The Bank of Canada (BoC) announced last week that it will maintain its target for the overnight interest rate at 1.75%.
At a CFA Society Toronto breakfast, Bank Governor, Stephen Poloz elaborated on the announcement in his final speech of 2018. He told those of us in attendance that the current rate is appropriate for the time being, but that higher rates continue to be warranted going forward.
Future decisions will be driven by economic conditions
His speech struck a more dovish, less aggressive tone compared to October's announcement when the BoC brought rates up to 1.75%. Still, he says rates are eventually expected to migrate to the BoC's neutral range of 2.5% to 3.5%. The Canadian consumer's ability to absorb the increases, business investment and exports are three key areas the BoC will observe to determine the pace of future hikes.
Modest inflationary pressure and a slowdown in business investment growth are two risks which may cause rates to remain at current levels for a longer period than previously expected.
Mr. Poloz did say inflation is on target and economic growth is at capacity. Consumer Price Index (CPI) inflation came in higher, at 2.4% in October, but is expected to ease in coming months, thanks to lower gasoline prices. The BoC says core measures of inflation are all tracking 2.0%, consistent with an economy that is operating close to capacity.
Although this is a natural time to raise rates, he says household debt and housing prices are ongoing considerations for how financial conditions are being absorbed in the real economy. Given that rates have been low for a very long time, this build up of debt is normal.
Canadian economy grows
In its announcement on Wednesday last week, the BoC says the Canadian economy, as a whole, grew in line with projected expectations. Household credit and regional housing markets also appear to be stabilizing but continuing trade conflicts are beginning to weigh more heavily on global demand.
Although business investment fell in the third quarter of 2018, due in large part to heightened trade uncertainty in the summer, business investment outside of the energy sector is expected to strengthen going forward with the signing of the United States Mexico Canada Agreement (USMCA). New federal tax measures, productive capacity increases and strong foreign demand should also continue to support both business investment and export growth.
Oil prices continue to weigh
In releasing its announcement, the BoC also noted that oil prices have fallen sharply since October, reflecting a combination of geopolitical developments, uncertainty about global growth prospects and expansion of U.S. shale oil production. Transportation constraints and a buildup of inventories have also pulled oil prices lower in recent months. In light of these developments and the associated cutbacks in production, it says activity in Canada's energy sector will likely be materially weaker than expected going forward.

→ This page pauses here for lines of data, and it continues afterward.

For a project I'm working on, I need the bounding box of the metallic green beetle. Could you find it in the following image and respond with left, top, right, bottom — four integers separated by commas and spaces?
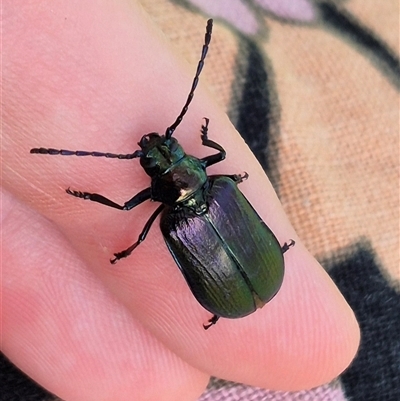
31, 19, 294, 329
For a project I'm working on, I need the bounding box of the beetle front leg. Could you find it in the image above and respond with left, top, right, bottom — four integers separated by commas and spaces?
66, 187, 151, 211
111, 204, 165, 264
200, 118, 226, 167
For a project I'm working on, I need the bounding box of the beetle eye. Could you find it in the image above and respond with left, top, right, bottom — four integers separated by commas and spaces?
139, 133, 160, 149
139, 135, 150, 147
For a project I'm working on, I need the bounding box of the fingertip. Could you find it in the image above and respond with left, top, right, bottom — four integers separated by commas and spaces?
269, 244, 361, 390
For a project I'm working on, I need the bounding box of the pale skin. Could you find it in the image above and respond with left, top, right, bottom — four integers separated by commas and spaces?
2, 1, 360, 400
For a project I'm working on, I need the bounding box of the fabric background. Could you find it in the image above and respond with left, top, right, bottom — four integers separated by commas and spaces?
2, 0, 399, 400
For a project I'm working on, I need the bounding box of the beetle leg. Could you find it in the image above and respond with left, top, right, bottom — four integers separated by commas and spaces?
208, 172, 249, 184
66, 187, 151, 211
229, 172, 249, 184
200, 118, 226, 167
110, 204, 165, 264
203, 314, 220, 330
281, 239, 295, 253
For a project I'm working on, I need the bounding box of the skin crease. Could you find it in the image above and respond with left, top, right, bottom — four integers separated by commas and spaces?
2, 0, 360, 400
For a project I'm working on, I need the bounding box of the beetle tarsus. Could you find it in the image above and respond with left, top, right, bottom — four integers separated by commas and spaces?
281, 239, 295, 253
110, 243, 139, 264
232, 172, 249, 184
66, 188, 88, 199
199, 118, 227, 167
200, 117, 210, 140
203, 314, 220, 329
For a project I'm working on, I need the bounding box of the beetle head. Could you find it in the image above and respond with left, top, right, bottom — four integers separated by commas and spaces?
138, 133, 186, 177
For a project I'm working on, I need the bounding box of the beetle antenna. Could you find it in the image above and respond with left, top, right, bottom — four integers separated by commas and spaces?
165, 19, 213, 139
30, 147, 143, 159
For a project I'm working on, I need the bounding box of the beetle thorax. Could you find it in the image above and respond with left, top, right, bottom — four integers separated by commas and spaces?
137, 133, 208, 207
151, 156, 208, 207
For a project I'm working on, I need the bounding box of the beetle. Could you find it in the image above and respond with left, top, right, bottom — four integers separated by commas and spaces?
30, 19, 294, 329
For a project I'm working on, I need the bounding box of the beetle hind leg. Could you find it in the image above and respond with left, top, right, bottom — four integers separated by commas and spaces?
111, 243, 140, 264
230, 172, 249, 184
203, 314, 220, 330
281, 239, 295, 253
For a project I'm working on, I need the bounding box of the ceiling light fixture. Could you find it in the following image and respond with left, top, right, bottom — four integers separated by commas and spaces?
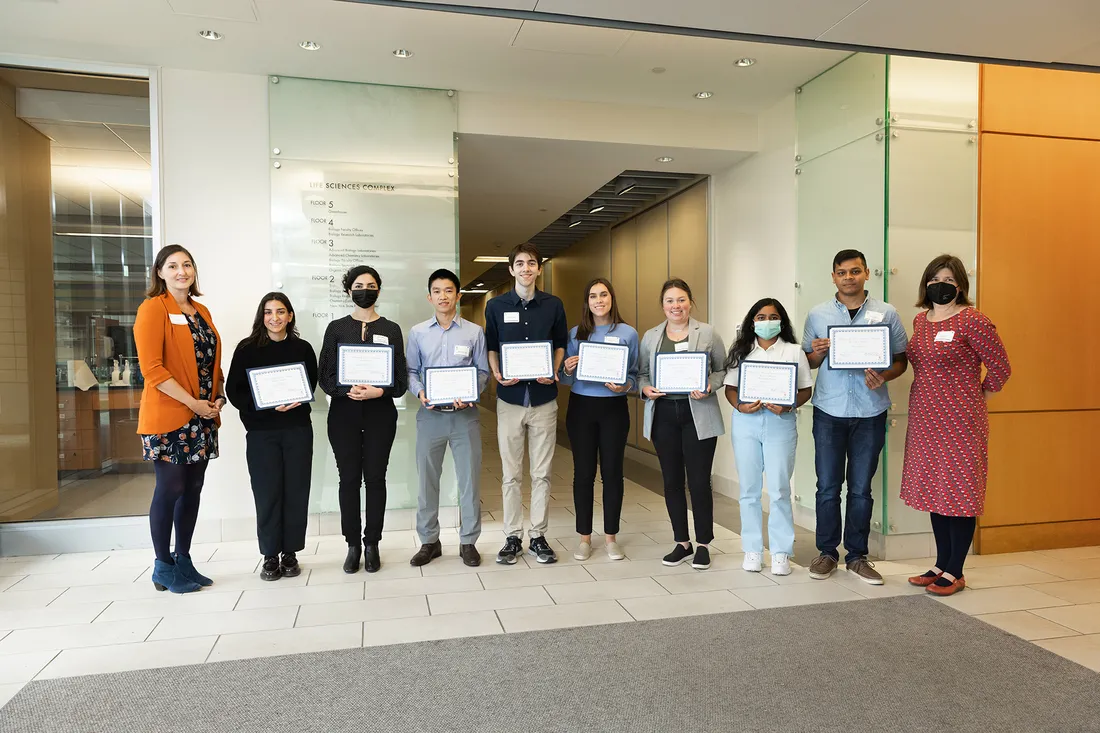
615, 178, 638, 196
735, 57, 756, 67
694, 91, 714, 99
568, 216, 585, 228
473, 256, 509, 263
299, 41, 321, 51
588, 199, 606, 214
460, 289, 489, 294
392, 49, 414, 58
651, 67, 666, 74
475, 282, 484, 287
198, 30, 223, 41
656, 156, 674, 163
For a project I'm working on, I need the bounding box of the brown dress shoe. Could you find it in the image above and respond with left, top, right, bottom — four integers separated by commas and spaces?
410, 540, 442, 567
908, 571, 942, 587
459, 544, 481, 567
926, 576, 966, 596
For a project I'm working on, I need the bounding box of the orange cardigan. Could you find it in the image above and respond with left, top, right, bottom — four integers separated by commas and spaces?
134, 294, 224, 435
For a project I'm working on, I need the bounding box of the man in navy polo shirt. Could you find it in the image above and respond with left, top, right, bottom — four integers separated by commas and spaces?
485, 243, 568, 565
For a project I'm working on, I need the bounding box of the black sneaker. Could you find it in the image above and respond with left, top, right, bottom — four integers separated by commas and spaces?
260, 555, 282, 581
280, 552, 300, 578
691, 546, 711, 570
528, 537, 558, 564
662, 543, 694, 566
496, 536, 523, 565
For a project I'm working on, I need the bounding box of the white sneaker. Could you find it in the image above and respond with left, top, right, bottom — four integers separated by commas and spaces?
606, 541, 625, 561
742, 552, 763, 572
574, 541, 592, 561
771, 553, 792, 576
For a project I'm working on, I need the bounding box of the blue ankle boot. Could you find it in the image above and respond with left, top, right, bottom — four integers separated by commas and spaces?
173, 553, 214, 587
152, 559, 202, 594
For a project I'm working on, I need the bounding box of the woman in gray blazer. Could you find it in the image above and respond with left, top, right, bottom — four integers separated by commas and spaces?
638, 278, 726, 570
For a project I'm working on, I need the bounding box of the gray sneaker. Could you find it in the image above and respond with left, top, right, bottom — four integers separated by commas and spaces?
847, 557, 884, 585
808, 554, 838, 580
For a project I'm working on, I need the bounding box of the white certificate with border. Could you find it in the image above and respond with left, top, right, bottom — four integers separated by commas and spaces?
501, 341, 554, 381
827, 325, 891, 370
655, 352, 708, 394
337, 344, 394, 387
247, 362, 315, 410
577, 341, 629, 384
738, 361, 798, 407
425, 366, 479, 405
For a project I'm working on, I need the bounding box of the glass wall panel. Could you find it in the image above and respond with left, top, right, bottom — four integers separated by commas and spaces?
796, 53, 887, 164
888, 57, 979, 132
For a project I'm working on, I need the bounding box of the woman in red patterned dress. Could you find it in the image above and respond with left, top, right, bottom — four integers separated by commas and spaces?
900, 255, 1011, 596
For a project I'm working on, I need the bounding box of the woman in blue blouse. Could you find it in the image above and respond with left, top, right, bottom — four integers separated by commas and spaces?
561, 278, 639, 561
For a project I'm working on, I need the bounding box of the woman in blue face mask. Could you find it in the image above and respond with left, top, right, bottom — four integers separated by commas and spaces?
722, 299, 813, 576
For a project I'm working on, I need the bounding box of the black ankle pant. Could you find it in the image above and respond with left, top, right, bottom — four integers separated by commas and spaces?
930, 512, 977, 578
328, 396, 397, 546
246, 425, 314, 557
566, 393, 629, 536
149, 460, 208, 563
651, 399, 716, 545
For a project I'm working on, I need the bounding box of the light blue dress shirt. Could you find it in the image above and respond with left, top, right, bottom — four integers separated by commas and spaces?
561, 323, 639, 398
406, 314, 490, 400
801, 294, 909, 419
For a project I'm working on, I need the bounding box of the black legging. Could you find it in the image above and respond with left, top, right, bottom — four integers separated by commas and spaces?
328, 396, 398, 546
930, 512, 977, 578
150, 460, 208, 563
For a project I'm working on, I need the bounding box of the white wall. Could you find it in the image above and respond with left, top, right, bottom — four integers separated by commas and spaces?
709, 93, 798, 499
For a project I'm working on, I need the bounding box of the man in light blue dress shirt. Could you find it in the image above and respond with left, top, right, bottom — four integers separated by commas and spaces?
406, 269, 490, 568
801, 249, 909, 585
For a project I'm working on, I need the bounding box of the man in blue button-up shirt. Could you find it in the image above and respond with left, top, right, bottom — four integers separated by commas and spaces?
407, 269, 490, 569
801, 249, 909, 585
484, 243, 568, 566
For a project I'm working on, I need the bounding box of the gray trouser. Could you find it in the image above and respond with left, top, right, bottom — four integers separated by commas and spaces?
415, 406, 482, 545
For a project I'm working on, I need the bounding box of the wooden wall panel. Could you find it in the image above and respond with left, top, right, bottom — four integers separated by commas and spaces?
978, 520, 1100, 555
635, 204, 669, 334
981, 65, 1100, 140
610, 219, 637, 330
979, 133, 1100, 413
668, 180, 709, 322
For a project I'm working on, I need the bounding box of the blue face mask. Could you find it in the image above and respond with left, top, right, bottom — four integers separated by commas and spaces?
753, 320, 782, 340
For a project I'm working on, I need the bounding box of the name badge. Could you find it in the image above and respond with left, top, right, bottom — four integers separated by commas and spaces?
864, 311, 884, 324
454, 344, 470, 357
372, 334, 389, 345
674, 341, 690, 353
503, 312, 520, 324
935, 331, 955, 343
603, 335, 621, 344
169, 313, 188, 325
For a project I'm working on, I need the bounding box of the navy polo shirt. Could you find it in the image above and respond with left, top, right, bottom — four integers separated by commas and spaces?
484, 288, 569, 407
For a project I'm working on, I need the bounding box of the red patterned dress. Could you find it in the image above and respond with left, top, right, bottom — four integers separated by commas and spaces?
900, 308, 1011, 517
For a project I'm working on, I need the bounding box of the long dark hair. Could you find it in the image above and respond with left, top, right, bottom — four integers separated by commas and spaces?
237, 292, 300, 350
725, 298, 797, 371
576, 278, 624, 341
146, 244, 201, 298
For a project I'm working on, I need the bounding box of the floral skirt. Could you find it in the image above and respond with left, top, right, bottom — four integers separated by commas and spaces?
141, 417, 219, 464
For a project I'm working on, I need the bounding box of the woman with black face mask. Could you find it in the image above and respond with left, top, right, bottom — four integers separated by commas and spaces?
900, 254, 1010, 596
318, 265, 407, 574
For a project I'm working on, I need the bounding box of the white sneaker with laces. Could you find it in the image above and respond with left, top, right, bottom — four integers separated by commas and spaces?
742, 552, 763, 572
574, 541, 592, 561
605, 541, 624, 561
771, 553, 792, 576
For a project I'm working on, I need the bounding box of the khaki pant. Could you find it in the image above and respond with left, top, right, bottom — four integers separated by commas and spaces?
497, 398, 557, 539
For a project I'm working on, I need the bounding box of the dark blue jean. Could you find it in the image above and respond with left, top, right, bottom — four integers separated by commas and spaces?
811, 407, 887, 563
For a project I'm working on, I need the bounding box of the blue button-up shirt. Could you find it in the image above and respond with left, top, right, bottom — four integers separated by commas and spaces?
484, 288, 568, 407
801, 294, 909, 419
561, 323, 640, 397
406, 314, 489, 400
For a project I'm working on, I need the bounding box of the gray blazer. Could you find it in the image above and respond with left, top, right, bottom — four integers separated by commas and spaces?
637, 318, 727, 441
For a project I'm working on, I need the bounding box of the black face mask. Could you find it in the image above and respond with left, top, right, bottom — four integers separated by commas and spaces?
351, 288, 379, 308
926, 282, 958, 306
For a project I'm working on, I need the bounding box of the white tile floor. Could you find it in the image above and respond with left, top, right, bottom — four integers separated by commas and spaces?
1, 443, 1099, 711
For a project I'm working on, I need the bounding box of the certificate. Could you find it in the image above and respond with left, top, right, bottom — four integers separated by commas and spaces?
577, 341, 629, 384
425, 366, 479, 405
246, 362, 315, 410
655, 352, 708, 394
827, 325, 892, 370
337, 344, 394, 387
501, 341, 553, 381
738, 361, 798, 406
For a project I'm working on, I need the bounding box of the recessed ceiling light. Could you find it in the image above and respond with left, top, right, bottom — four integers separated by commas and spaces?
460, 289, 489, 294
198, 30, 223, 41
568, 216, 585, 228
299, 41, 321, 51
651, 67, 666, 74
694, 91, 713, 99
615, 178, 638, 196
735, 57, 756, 67
588, 199, 606, 214
473, 256, 509, 263
393, 49, 414, 58
475, 282, 484, 287
656, 156, 674, 163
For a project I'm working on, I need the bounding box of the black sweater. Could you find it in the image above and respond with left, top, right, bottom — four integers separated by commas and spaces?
318, 315, 408, 400
226, 336, 319, 431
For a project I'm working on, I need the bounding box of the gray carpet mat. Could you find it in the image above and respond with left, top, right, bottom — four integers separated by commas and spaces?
2, 595, 1097, 732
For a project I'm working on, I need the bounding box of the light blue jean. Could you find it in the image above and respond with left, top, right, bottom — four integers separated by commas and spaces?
731, 408, 797, 556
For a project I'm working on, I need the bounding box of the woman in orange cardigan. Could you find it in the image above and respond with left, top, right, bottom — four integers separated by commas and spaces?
135, 244, 224, 594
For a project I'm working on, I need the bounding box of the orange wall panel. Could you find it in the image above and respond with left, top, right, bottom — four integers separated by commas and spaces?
981, 64, 1100, 140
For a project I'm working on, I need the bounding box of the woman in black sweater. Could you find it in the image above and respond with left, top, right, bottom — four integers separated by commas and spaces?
226, 292, 319, 581
318, 265, 408, 574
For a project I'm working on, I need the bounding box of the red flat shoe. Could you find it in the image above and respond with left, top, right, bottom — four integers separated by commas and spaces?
926, 577, 966, 596
908, 572, 942, 587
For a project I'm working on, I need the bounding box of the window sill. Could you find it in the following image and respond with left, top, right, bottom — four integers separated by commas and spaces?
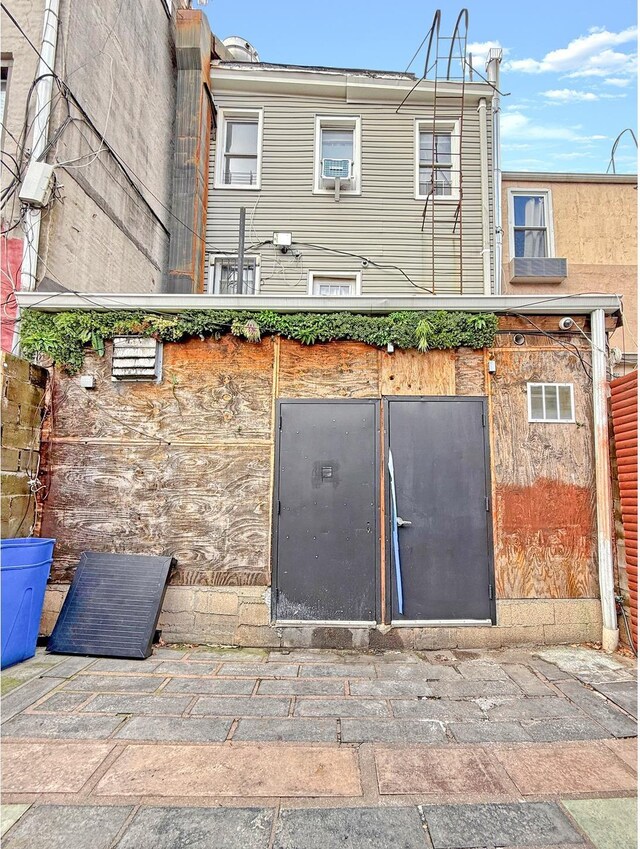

It is worth noting that the BoC does not speculate on oil prices, however a prospective recovery would provide confidence for more aggressive rate increases in the future. The BoC expects the recent decline in oil prices to have less of an impact to the Canadian economy than what was experienced in 2015. It's important to recall that the 2015 oil price decline was the rationale for two rate cuts during that year.
As the BoC's decision was widely expected, bond yields and equity markets were little changed. The Canadian dollar did decline relative to the U.S. dollar.